If you're curious, take a look at how Germany's governmental elections work. I think they are among the best in the world because they allow individuals to vote along party lines AND, if there is a particular individual that the voter really likes, they can cast their vote for them to be a representative.
That's proportional representation and only works in congress. When voting for an office that only one person and therefore one party can hold, it doesn't apply. You end with an "electability" contest which are usually based on haircuts and sound bites.
 

CanOWorms

Lifer
Jul 3, 2001
12,414
0
0
Originally posted by: BlinderBomber
Originally posted by: DerekWilson
There are some countries that have a good spread of support for multi-party systems. But I don't think they go far enough.

Also, in my mind, the idea of a party system only makes it easy to raise money and pigeon hole candidates and voters.

What I'd like to see is a NO PARTY system ... one where every candidate is on his or her own, standing on his or her own beliefs, and doesn't have a huge organization to funnel money to them. Raising money would be an individual effort and require real understanding of people and their desires. Voters wouldn't have some vague list of ideals to cling to when voting and they would have to take a look at what people believed.

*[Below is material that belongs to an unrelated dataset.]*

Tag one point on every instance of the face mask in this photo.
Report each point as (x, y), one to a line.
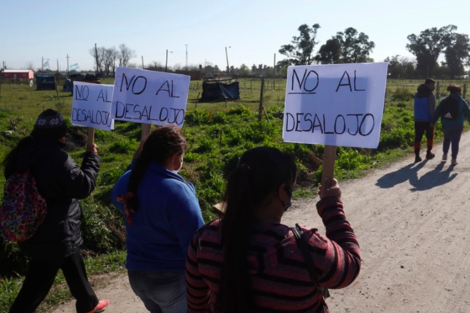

It sucks to be able to hit a box that says vote all democrat or vote all republican and walk away feeling good about yourself for participating when all you did is further tighten the neuse of the two party system around the neck of democracy.

btw, I agree with people talking about the classification of candidates.

Huckabee is a disturbing abomination who lends credence to anyone who ever called a republican a nazi.

I'd pick Paul, Thompson, and Gravel as the best candidates out there this year. All the others seem to be the same person with a different face.
If you're curious, take a look at how Germany's governmental elections work. I think they are among the best in the world because they allow individuals to vote along party lines AND, if there is a particular individual that the voter really likes, they can cast their vote for them to be a representative.
Yes, let's look at a government that uses intelligence agencies to infiltrate rival political parties in an attempt to BAN them.
 

WelshBloke

Lifer
Jan 12, 2005
27,805
4,854
126
Originally posted by: CanOWorms
Originally posted by: BlinderBomber
Originally posted by: DerekWilson
There are some countries that have a good spread of support for multi-party systems. But I don't think they go far enough.

Also, in my mind, the idea of a party system only makes it easy to raise money and pigeon hole candidates and voters.

What I'd like to see is a NO PARTY system ... one where every candidate is on his or her own, standing on his or her own beliefs, and doesn't have a huge organization to funnel money to them. Raising money would be an individual effort and require real understanding of people and their desires. Voters wouldn't have some vague list of ideals to cling to when voting and they would have to take a look at what people believed.

It sucks to be able to hit a box that says vote all democrat or vote all republican and walk away feeling good about yourself for participating when all you did is further tighten the neuse of the two party system around the neck of democracy.

btw, I agree with people talking about the classification of candidates.

Huckabee is a disturbing abomination who lends credence to anyone who ever called a republican a nazi.

I'd pick Paul, Thompson, and Gravel as the best candidates out there this year. All the others seem to be the same person with a different face.
If you're curious, take a look at how Germany's governmental elections work. I think they are among the best in the world because they allow individuals to vote along party lines AND, if there is a particular individual that the voter really likes, they can cast their vote for them to be a representative.
Yes, let's look at a government that uses intelligence agencies to infiltrate rival political parties in an attempt to BAN them.
So I take it your happy with your system?